Researcher Dongheon Lee of Daishin Securities stated, "On a consolidated basis for the second quarter, sales were 705.6 billion won and operating profit was 40.3 billion won, down 17% and 30% respectively compared to the previous year." Sales were 14% below market expectations, and operating profit was 3% below. Researcher Lee said, "The decrease in sales is due to the deferred volume in the heavy industry sector, and the profit level appears to be stable due to a one-time reversal in the construction sector."


It is analyzed that the recovery in the core business will be clear from the second half of the year.
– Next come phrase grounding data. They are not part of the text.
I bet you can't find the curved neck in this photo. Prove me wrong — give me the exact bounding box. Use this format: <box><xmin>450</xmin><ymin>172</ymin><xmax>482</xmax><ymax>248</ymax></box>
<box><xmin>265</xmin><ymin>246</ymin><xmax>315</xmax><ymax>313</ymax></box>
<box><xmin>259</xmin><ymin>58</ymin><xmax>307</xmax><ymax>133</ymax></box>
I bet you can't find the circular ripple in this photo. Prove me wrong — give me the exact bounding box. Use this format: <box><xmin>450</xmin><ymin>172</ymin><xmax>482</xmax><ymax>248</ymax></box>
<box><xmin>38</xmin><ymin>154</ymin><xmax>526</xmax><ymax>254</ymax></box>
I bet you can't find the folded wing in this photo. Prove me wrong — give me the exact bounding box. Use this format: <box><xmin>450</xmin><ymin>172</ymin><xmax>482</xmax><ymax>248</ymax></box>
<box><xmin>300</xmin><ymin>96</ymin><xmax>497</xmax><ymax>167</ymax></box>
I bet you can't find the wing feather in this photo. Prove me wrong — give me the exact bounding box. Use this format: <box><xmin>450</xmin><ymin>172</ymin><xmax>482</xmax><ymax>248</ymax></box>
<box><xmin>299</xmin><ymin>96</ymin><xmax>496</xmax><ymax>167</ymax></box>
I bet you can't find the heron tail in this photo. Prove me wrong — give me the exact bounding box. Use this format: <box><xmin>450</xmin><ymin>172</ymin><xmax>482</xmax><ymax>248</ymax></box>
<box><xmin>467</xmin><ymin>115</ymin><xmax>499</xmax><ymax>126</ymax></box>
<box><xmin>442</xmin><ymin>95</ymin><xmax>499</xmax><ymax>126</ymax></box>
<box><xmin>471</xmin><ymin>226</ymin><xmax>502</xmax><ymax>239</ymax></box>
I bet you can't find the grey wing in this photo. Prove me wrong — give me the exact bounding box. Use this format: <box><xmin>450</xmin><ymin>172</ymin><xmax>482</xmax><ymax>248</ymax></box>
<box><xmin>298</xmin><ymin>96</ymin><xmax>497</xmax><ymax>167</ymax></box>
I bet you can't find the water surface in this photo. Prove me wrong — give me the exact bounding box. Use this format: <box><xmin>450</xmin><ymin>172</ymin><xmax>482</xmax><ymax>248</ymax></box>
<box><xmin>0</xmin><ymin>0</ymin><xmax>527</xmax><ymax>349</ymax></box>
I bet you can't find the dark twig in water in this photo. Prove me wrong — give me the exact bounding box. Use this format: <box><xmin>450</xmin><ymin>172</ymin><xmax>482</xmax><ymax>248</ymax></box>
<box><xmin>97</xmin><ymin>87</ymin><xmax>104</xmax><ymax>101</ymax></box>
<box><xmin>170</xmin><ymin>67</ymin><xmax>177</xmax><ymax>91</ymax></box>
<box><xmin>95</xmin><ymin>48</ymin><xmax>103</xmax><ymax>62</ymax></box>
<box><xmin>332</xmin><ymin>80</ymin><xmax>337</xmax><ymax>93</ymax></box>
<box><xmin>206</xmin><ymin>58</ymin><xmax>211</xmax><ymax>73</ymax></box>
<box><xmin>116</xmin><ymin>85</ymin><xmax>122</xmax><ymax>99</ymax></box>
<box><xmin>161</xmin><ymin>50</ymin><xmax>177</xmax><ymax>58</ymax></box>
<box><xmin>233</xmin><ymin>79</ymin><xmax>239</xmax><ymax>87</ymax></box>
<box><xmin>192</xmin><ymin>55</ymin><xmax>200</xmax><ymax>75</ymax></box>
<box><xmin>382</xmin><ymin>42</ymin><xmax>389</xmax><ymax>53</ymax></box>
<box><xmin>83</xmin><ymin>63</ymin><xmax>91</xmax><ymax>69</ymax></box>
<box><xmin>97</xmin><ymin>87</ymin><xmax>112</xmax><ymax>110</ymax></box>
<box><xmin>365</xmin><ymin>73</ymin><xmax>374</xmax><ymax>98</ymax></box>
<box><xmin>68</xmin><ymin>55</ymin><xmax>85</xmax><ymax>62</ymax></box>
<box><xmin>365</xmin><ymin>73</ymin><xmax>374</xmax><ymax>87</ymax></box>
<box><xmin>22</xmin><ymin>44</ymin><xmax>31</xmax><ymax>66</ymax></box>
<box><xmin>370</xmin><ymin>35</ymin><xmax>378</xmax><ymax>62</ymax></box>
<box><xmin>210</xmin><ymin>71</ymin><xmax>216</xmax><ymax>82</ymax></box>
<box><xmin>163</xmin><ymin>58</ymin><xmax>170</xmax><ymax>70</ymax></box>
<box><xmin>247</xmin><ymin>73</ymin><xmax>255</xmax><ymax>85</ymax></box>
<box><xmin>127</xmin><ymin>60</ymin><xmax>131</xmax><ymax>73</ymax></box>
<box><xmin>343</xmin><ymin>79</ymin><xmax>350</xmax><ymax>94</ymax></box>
In the case of heavy industry, orders have been secured through next year's volume, and deferred volume will be fully reflected from the third quarter. Issues such as anti-dumping are also evaluated positively. Construction is expected to show an upward trend based on an increase in order backlog, with continuous acquisition of highly profitable sites and targeting niche markets.


The new business of hydrogen charging stations secured orders worth 30 billion won in the first half of the year alone. Researcher Lee emphasized, "Profitability has improved due to increased government subsidies and the enlargement of charging stations," adding, "After obtaining Korean certification for the 8MW model, domestic production is planned." The data center is currently undergoing licensing procedures after acquiring the Anyang site and is expected to start construction soon.


Researcher Lee stated, "Both heavy industry and construction are recovering, and based on next year, the price-to-earnings ratio (PER) is only about 6 times, and the price-to-book ratio (PBR) is about 0.6 times based on the core business alone," adding, "With reduced financial risk, the company is growing into a renewable power equipment provider such as hydrogen and wind power."